Be patient with yourself and your students as you begin to emphasize questioning and creating an atmosphere of challenge with safety and acceptance. I can remember times when at first hearing a student's question, I thought it was insincere or meant to throw us off track. With trust and true curiosity on my part, these turned out to be some of the best questions - the ones that led us into new learning and creative pursuits. Good luck and above all enjoy the inquiry journey. 

Friday, September 2, 2016

Three Little Words

New year presents new opportunities - Happy New Year!

As we begin lets reflect on three ideas that could enhance all of our own learning and that of our students. They are relationships, rigor , and relevance.

This month's Educational Leadership is entitled, Relationships First. You may access the issue here. Once we reflect upon it, it seems obvious that as adults we do not learn from people we do not respect or who do not like or respect us. As teachers it can be a challenge, a welcomed one, to like each and every student. Here are just a couple of evidenced-based ideas that work. My own practice was to ask parents to write to me telling me about the child that they were sending to me. These letters were very informative and helpful. They were the direct result of having had a younger brother who was a cancer survivor and my own parents' struggle with deciding when to inform his teachers or not. A couple of years ago  Kyle Schwartz, a third grade teacher in Denver, Colorado (@kyleswartz #I wish my teacher knew) started asking students to complete the prompt, I wish my teacher knew.... Use these or create your own. These relationship foundations can easily be connected to teacher effectiveness standards, as well as getting everyone off on a very positive first step for a success-filled year.
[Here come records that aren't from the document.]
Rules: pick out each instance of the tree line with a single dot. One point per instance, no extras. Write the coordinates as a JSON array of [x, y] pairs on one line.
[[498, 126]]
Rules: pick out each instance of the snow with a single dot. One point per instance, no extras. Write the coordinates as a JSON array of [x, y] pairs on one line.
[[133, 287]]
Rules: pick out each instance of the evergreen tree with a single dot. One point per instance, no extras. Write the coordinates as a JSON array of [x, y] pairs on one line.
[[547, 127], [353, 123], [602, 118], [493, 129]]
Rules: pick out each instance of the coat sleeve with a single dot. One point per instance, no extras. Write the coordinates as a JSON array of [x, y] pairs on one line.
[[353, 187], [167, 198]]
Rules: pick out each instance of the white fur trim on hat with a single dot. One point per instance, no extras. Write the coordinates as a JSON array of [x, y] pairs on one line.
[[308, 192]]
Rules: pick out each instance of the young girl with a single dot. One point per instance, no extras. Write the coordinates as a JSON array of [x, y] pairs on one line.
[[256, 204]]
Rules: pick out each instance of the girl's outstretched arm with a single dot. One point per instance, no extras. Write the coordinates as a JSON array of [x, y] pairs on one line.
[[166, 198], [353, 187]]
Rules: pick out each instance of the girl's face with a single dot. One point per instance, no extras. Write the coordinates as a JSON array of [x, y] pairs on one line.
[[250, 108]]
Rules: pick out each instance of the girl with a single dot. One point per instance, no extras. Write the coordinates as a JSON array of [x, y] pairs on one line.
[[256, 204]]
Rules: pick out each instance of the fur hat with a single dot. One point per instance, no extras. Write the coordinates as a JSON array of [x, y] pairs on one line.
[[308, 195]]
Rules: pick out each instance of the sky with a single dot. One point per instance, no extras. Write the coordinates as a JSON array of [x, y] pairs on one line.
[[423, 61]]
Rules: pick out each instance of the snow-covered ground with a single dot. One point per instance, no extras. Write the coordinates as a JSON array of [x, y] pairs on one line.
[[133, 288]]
Rigor insists on a belief that all of our students can achieve at high levels of success. Do you believe that all students can and will write well this year? What does that really mean day-to-day? Will all the students reflect on higher-order questions and explore deeper learning? How will I support all students and how will I know when we have done enough?  Rigor insists on a willingness to revise our work and our knowledge and skills, an atmosphere of not-until-the-learner-is-satisfied or the project is complete. Rigor insists that we share our own learning and bumpy-road-to-learning stories, that we model writing, that we model our passion for our content and that students have lots of opportunities to judge examples that they can classify as exemplars and non-exemplars and articulate the differences. All of this requires significant planning on the part of the teacher. Use the What to Look For resources to reflect on day-to-day rigor in the classroom. They have been developed for every grade level (K-8) in literacy, mathematics and science as well as for the sheltered English immersion classroom.

Relevance helps us connect our work to our lives. It makes classroom work more engaging and meaningful, motivating students to work longer and harder. Teach for transfer. Plan units and lessons that will develop toward a final performance-based assessment that requires solution of a novel problem or application of knowledge and skills in a new situation. Many of the model curriculum units exemplify this type of teaching and learning. See model units in all content and grade levels here. Assessments like these demonstrate to students, as well as to teachers that the learning has been deeply integrated.

Each of these takes hard work on the part of the professional educator. Students are taking cues from their teachers every day from the ways they seek positive relationships with them and their families, from the ways they challenge themselves to develop and support rigorous classroom lessons and learning, and from the relevance that teachers demonstrate and facilitate as students put learning into action.

May your year be the most successful yet. May your challenges spur curiosity and creativity. May every day be filled with positive relationships, rigorous lessons and deep learning, and relevant work for every member of your classroom community.